Your next step is to create an OEAT script to run on all your workstations via a login script, Group Policy or some other means. To view the parameters for this script, select the Command Line Help button from the OEAT main screen. The directions are short and simple. Make sure the OEAT.exe file and the settings.xml file are stored in the same network folder. Then simply use the oeat -scan string in your script.
After your users run the script, OEAT will store a separate XML file for each computer in the network location that you specified. Once all or most of the results are in, you can tell OEAT to compile them into an Excel workbook. To do this, simply open up a command prompt to the network location and type oeat -compile.
Excel displays the same data you saw when you ran the scan on a single PC, but now each worksheet contains details on multiple computers. Depending on the number of PCs in your organization, some worksheets could have tens of thousands of lines. Because the workstation name, IP address, domain name and other details are included, you should be able to sort or filter the results in Excel to better organize them.

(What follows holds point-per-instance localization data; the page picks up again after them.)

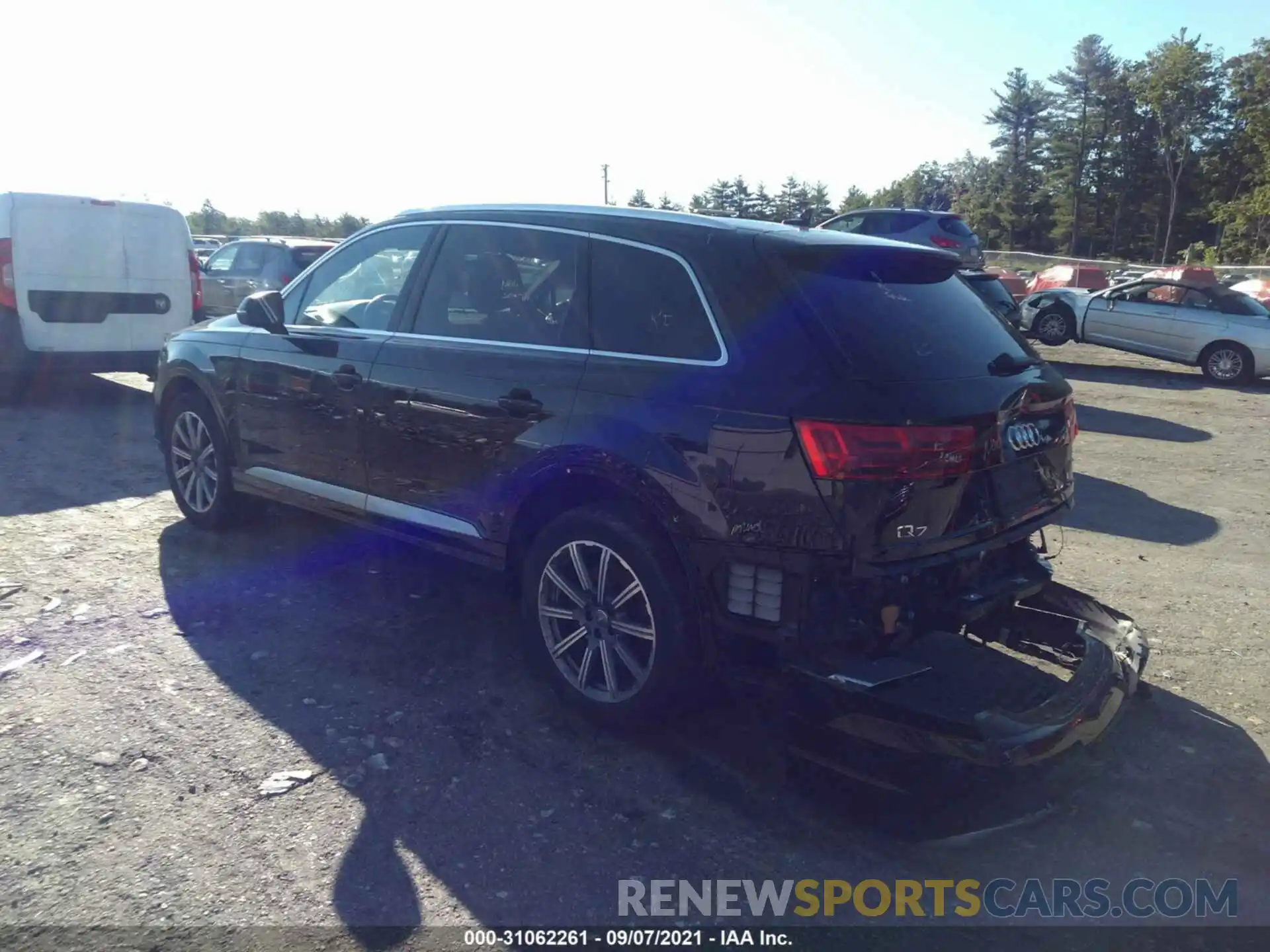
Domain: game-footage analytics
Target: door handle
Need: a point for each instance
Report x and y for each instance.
(520, 403)
(347, 377)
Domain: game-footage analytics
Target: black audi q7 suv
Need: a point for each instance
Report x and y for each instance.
(698, 444)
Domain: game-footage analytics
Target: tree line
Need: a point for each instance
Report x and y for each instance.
(1160, 159)
(210, 220)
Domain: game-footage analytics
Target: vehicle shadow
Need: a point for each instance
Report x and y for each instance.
(1119, 423)
(113, 428)
(1115, 509)
(1150, 377)
(529, 815)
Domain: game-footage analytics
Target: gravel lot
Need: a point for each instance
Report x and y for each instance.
(182, 669)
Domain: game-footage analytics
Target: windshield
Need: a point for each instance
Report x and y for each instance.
(905, 317)
(1238, 302)
(994, 292)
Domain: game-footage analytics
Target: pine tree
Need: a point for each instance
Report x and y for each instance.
(792, 198)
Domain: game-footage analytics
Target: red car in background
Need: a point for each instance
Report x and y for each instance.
(1185, 273)
(1070, 276)
(1015, 284)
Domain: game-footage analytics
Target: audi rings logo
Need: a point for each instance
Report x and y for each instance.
(1025, 436)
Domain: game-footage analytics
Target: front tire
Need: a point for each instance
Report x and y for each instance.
(197, 460)
(610, 621)
(1227, 364)
(1054, 327)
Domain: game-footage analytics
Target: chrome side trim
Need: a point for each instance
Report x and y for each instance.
(361, 502)
(314, 488)
(418, 516)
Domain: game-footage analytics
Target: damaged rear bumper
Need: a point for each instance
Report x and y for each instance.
(888, 728)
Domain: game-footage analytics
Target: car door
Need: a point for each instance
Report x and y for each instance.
(300, 394)
(1137, 319)
(482, 379)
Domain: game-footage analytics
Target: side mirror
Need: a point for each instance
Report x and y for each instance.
(263, 310)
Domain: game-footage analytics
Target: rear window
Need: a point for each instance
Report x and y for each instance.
(304, 257)
(902, 317)
(892, 222)
(955, 226)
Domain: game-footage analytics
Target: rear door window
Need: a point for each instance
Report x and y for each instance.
(850, 223)
(901, 317)
(507, 285)
(251, 259)
(222, 260)
(955, 226)
(646, 303)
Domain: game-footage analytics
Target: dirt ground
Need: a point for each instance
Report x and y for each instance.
(181, 669)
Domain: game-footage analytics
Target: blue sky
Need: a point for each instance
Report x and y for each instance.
(376, 107)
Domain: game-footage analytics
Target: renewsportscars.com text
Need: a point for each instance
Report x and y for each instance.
(1000, 898)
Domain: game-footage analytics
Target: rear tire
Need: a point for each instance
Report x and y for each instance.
(1227, 364)
(15, 385)
(1054, 327)
(197, 461)
(609, 617)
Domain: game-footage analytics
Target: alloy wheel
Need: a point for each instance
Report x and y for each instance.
(193, 461)
(1224, 365)
(597, 621)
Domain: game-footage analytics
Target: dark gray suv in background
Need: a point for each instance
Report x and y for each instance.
(247, 266)
(915, 226)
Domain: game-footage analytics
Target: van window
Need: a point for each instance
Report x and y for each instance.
(511, 285)
(304, 257)
(359, 287)
(644, 302)
(901, 317)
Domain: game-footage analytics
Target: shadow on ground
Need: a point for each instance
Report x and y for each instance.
(112, 457)
(1148, 377)
(1119, 423)
(1115, 509)
(530, 815)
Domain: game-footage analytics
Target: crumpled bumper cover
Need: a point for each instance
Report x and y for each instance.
(832, 719)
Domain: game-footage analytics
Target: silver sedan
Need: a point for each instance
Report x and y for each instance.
(1223, 333)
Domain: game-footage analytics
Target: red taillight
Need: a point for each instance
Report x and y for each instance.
(196, 284)
(843, 451)
(8, 284)
(1071, 426)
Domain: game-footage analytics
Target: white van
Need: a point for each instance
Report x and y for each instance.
(91, 285)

As you review the results, you can see which Office add-ins are installed among your users. You can then research those add-ins to find out if they’ll be compatible with Office 2010. Each add-in includes its manufacturer and version number to help you in your research.
OEAT can scan the past several versions of Microsoft Office, including Office 97, Office 2000, Office XP, Office 2003, and Office 2007. Because the report is generated as an Excel spreadsheet, you’ll also need that to compile the results—preferably Excel 2007 or Excel 2010.
Lance Whitney is a writer, IT consultant and software trainer. He’s spent countless hours tweaking Windows workstations and servers. Originally a journalist, he took a blind leap into the IT world in the early ’90s.